なんの為に同じ部屋にいるのかわからないじゃん。
「え、えっと……」
流石に言いづらいよな。
さて……どうすればいいのやら。
「どちらとも結婚するというのは……ダメなのでしょうか?」
お? まさか、ベルが解決してくれる?
「詳しく聞かせて」
「えっと……二人のどちらとも結婚するのはダメなんですか? 現に、レオ様には五人の婚約者がいるわけですし……貴族は複数のお嫁さんがいても大丈夫なんですよね?」
「言われてみれば……」
公爵家の長男なら、どっちか選ぶ必要もないのか。
「確かにそうね」
「うん。凄く良い案だ。それ採用!」
「ちょっと待ってくれ。俺の意見は?」
「これ以上に自分で納得出来る案を出せたら認めてやる!」
さあ、何でも聞かせてみろ! 無いだろ?!
「うう……」
「てか。貴族なら特に公爵家なら複数の嫁を持っているのも普通なんだろ? なんか最近の帝国貴族、勇者に流され過ぎじゃない?」
わかってる。さっきまで自由恋愛になったことで感謝していたのに、自分に都合が悪くなったから掌を返している自覚はあるんだ。

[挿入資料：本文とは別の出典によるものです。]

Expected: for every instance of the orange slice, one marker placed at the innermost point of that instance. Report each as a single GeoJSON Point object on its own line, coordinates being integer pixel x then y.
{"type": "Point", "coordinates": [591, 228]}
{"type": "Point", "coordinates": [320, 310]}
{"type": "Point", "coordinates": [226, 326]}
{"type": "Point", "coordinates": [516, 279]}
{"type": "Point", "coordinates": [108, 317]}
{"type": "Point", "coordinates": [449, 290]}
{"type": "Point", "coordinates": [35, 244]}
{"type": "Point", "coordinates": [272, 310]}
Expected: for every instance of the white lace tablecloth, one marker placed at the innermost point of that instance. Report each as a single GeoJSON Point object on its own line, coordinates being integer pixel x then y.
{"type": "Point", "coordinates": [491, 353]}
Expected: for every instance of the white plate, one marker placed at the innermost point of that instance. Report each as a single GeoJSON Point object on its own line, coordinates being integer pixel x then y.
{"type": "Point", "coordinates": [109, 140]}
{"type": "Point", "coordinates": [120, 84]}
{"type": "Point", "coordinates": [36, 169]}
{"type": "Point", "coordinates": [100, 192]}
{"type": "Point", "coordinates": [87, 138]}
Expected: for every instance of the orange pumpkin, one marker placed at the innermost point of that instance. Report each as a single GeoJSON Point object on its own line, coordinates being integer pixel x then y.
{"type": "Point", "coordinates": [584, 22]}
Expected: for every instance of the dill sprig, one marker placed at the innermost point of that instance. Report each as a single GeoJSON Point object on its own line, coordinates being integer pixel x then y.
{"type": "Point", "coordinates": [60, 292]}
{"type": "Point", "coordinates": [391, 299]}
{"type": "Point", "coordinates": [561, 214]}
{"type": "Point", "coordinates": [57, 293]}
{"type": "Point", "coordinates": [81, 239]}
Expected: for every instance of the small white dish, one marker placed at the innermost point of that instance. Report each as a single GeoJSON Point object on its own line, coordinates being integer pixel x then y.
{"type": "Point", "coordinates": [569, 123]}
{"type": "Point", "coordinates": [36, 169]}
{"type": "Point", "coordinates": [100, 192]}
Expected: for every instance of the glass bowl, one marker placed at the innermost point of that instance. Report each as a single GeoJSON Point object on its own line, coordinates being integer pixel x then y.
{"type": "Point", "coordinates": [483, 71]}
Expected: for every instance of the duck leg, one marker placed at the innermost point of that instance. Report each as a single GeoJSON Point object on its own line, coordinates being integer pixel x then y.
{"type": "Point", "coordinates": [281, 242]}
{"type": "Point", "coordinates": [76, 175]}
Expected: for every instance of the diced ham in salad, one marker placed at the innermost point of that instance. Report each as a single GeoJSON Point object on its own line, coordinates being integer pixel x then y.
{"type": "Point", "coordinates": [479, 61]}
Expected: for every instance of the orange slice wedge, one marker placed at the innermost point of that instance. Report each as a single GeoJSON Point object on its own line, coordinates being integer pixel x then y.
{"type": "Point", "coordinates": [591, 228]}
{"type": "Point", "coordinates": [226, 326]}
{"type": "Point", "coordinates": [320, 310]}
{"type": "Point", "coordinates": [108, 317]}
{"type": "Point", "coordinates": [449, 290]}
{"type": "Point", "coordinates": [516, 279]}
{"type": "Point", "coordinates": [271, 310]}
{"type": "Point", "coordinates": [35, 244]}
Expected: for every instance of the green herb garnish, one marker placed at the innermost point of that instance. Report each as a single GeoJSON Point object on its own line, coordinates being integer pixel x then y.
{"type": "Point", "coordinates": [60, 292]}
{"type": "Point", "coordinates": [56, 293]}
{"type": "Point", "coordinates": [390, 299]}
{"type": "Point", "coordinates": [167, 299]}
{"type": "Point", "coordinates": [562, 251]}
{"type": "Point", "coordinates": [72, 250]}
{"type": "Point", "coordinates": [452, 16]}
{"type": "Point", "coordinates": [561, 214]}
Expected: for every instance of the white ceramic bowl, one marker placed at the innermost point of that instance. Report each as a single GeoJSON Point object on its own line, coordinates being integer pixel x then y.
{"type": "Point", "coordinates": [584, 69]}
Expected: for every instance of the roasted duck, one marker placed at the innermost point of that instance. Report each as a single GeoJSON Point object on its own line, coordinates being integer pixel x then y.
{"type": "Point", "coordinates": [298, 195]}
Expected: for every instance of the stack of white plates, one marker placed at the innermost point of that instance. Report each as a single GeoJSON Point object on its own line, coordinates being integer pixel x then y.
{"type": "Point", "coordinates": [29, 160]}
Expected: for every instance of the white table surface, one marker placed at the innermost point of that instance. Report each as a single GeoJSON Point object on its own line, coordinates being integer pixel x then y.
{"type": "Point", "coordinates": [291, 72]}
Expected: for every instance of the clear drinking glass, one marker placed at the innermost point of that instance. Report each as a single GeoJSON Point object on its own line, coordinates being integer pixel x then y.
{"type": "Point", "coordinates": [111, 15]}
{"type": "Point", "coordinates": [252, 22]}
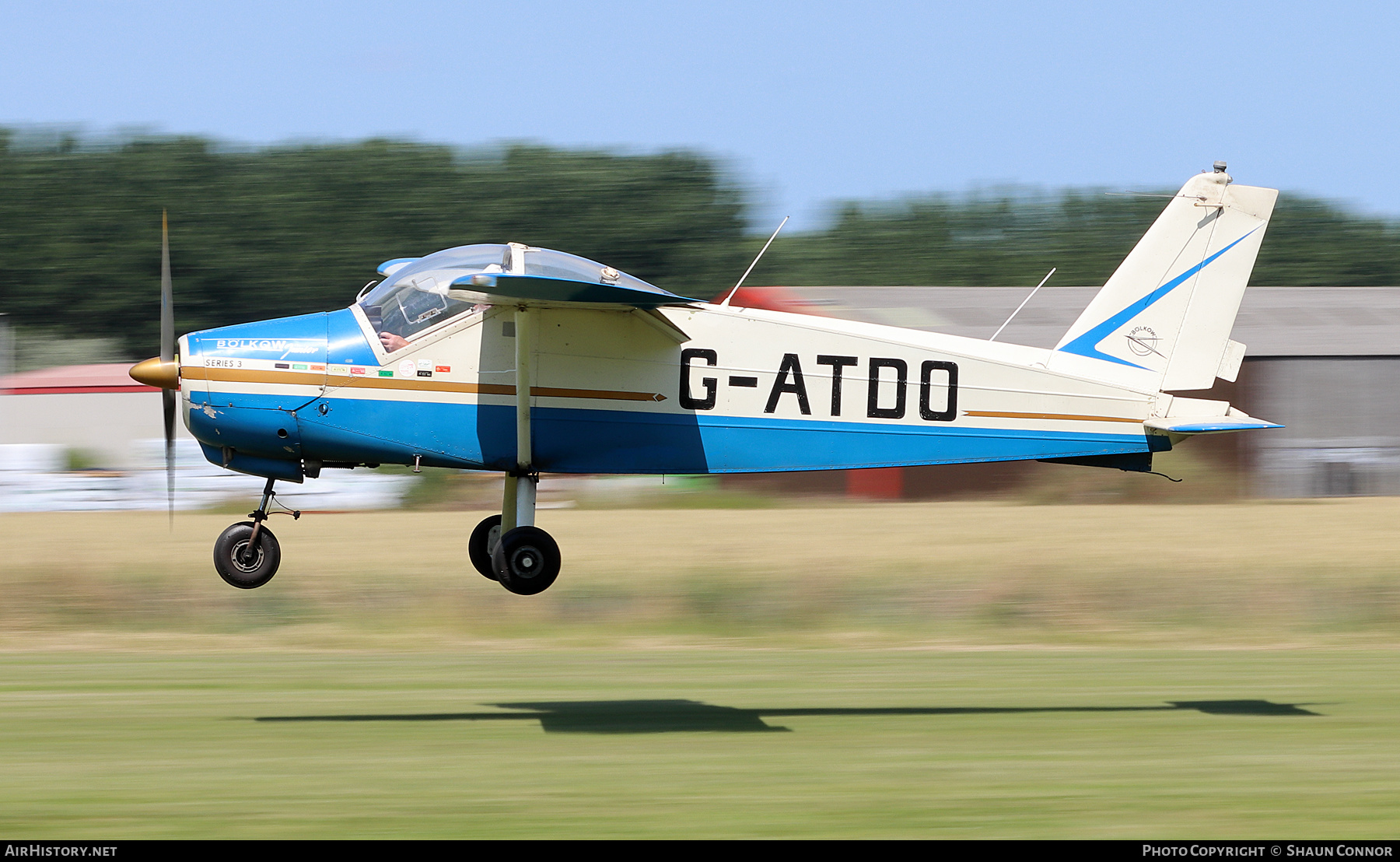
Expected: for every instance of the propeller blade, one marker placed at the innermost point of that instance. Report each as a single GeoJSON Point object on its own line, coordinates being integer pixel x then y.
{"type": "Point", "coordinates": [168, 403]}
{"type": "Point", "coordinates": [167, 300]}
{"type": "Point", "coordinates": [168, 356]}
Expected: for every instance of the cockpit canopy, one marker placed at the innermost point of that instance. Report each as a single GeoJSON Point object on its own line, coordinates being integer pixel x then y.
{"type": "Point", "coordinates": [416, 292]}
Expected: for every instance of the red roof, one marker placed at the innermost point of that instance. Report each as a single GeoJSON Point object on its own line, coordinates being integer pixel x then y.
{"type": "Point", "coordinates": [73, 380]}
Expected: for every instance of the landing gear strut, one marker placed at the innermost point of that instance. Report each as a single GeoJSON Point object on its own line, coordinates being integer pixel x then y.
{"type": "Point", "coordinates": [247, 555]}
{"type": "Point", "coordinates": [509, 548]}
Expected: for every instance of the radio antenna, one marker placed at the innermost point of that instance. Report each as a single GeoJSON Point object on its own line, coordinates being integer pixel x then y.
{"type": "Point", "coordinates": [1022, 304]}
{"type": "Point", "coordinates": [730, 296]}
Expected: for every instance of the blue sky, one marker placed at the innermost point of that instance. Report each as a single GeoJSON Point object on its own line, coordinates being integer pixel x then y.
{"type": "Point", "coordinates": [807, 103]}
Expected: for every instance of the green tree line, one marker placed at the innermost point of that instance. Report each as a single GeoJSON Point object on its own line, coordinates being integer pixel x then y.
{"type": "Point", "coordinates": [271, 231]}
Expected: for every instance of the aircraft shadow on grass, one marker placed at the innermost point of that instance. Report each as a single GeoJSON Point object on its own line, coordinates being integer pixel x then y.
{"type": "Point", "coordinates": [688, 716]}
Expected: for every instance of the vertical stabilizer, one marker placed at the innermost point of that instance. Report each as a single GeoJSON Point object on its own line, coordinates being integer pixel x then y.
{"type": "Point", "coordinates": [1171, 306]}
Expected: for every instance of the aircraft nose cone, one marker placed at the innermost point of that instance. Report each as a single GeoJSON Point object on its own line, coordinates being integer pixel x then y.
{"type": "Point", "coordinates": [154, 373]}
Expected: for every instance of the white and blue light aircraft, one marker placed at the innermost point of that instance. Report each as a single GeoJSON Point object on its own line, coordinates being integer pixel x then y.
{"type": "Point", "coordinates": [528, 361]}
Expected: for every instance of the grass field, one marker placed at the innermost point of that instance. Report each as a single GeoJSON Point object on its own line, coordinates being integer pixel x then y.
{"type": "Point", "coordinates": [702, 742]}
{"type": "Point", "coordinates": [881, 671]}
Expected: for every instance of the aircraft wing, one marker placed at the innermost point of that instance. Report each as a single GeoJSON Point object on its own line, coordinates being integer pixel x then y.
{"type": "Point", "coordinates": [506, 289]}
{"type": "Point", "coordinates": [1209, 424]}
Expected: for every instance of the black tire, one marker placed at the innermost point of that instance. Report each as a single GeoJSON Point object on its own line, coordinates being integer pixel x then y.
{"type": "Point", "coordinates": [234, 569]}
{"type": "Point", "coordinates": [479, 546]}
{"type": "Point", "coordinates": [525, 560]}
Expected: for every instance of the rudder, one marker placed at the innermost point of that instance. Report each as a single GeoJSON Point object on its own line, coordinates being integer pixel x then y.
{"type": "Point", "coordinates": [1171, 306]}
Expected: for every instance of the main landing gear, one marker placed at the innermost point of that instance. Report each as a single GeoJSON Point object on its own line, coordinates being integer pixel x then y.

でも、そうしないと自分を否定していることになってしまうじゃないか!
「そうだけど……他に嫁がいるのはジョゼに悪い気もするんだが……」
くそ……フランクも勇者に毒されている。
これはどうにかして、こっちの陣営に引き込まないと。
「なら、明日直接聞いてみればいいじゃん。ジョゼにはもう事情は説明したのか?」
「いや、まだ……」
「なら、それも含めてだな。それで振られたなら仕方ないってことにしないか?」
本当に好きならフランクの状況を理解して、絶対振らないはず。振らないよね?
「そんな簡単に割り切れるかよ……」
「大丈夫です。ジョゼさんならきっと了承してくれますよ。ジョゼさんは、本気でフランクさんのことを愛していますから」
ほ、本当か? 俺はリーナの言葉を信じるからな?
よっしゃあ! これで、できないと思っていた仲間ができるぞ!
「ククク。らしいぜ? ここは、勇気を出して告白するべきだと思うぞ。やらずに後悔するより、やって後悔しようぜ?」
「わかったよ……告白すればいいんだろ?」
「おう。そうだ」
覚悟を決め、キリッとした目を向けてきたフランクに笑顔で背中をぶっ叩いた。
それにしても、まさか俺のことを女たらしとか言って馬鹿にしていたうちの一人であるフランクが同志になるとはな。
もう、ニヤニヤが止まらないぜ。